Beware Backslashes. Some of the Postgres string-handling functions, especially encode, decode, and ::bytea, treat backslashes specially. We have isolated these into utility functions and tested them thoroughly. If you find a need for more utility functions, add them, but be careful to test lots of cases, including backslashes. In particular, note that there is an "alternative" string-escaping syntax E'..' documented at https://www.postgresql.org/docs/11/sql-syntax-lexical.html#SQL-SYNTAX-CONSTANTS.

Avoid Selecting Star. Using select * from, from a table which may someday grow additional columns, is likely to lead to unhappy surprises when data types change. Instead, list the columns explicitly.

Use Timestamptz. The default timestamp column type does not have a timezone, so it could mean anything! Use timestamptz instead. This is enforced in CI.

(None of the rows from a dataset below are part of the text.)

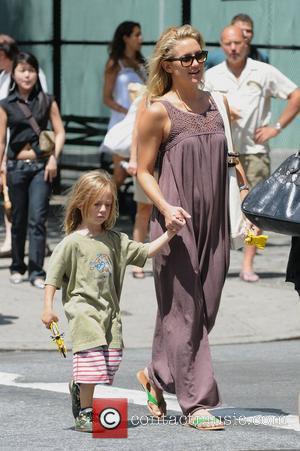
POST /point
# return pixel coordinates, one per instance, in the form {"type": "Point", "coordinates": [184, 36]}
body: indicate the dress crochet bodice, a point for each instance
{"type": "Point", "coordinates": [185, 124]}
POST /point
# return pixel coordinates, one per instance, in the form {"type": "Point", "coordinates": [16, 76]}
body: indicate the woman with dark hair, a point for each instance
{"type": "Point", "coordinates": [29, 171]}
{"type": "Point", "coordinates": [125, 65]}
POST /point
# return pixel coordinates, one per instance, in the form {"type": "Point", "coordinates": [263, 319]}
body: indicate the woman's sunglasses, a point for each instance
{"type": "Point", "coordinates": [187, 60]}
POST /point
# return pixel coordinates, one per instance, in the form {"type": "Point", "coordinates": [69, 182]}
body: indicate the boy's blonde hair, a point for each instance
{"type": "Point", "coordinates": [83, 193]}
{"type": "Point", "coordinates": [160, 81]}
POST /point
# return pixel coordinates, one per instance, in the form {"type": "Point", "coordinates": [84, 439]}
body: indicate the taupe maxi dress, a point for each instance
{"type": "Point", "coordinates": [190, 273]}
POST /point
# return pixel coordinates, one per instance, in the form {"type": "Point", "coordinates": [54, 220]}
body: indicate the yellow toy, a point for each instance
{"type": "Point", "coordinates": [258, 241]}
{"type": "Point", "coordinates": [57, 337]}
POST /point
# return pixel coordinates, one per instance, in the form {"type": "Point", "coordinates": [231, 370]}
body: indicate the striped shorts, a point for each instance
{"type": "Point", "coordinates": [97, 365]}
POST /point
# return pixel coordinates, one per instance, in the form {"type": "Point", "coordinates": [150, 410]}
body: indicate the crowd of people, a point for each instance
{"type": "Point", "coordinates": [179, 152]}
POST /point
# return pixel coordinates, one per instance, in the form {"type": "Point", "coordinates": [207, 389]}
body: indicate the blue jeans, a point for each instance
{"type": "Point", "coordinates": [29, 195]}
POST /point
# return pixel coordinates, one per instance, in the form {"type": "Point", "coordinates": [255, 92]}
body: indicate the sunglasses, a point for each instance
{"type": "Point", "coordinates": [187, 60]}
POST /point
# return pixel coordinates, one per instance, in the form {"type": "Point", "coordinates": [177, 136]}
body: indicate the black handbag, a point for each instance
{"type": "Point", "coordinates": [274, 204]}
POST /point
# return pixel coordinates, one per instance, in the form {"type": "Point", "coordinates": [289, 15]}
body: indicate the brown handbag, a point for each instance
{"type": "Point", "coordinates": [46, 137]}
{"type": "Point", "coordinates": [7, 202]}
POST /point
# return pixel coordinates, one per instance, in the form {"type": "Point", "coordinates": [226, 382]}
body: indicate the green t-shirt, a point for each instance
{"type": "Point", "coordinates": [90, 271]}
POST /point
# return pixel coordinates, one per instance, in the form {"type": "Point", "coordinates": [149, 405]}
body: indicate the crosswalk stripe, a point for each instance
{"type": "Point", "coordinates": [138, 397]}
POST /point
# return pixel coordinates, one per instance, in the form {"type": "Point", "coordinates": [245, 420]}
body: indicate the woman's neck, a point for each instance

Transactions Aren't Magic. Bookmark this mind-blowing page, noting that read committed is the default and what we use for all transactions. That means that even inside a transaction, two read operations may return different data. Where necessary, use locking primitives such as select .. for update or lock table to prevent concurrent updates that might cause corruption. For example, the Auth service's roles may need special attention in this regard.

Prefer JSONB over JSON. Use JSONB data types, and where possible use jsonb_ utility functions. The docs provide a good description of the difference between the types.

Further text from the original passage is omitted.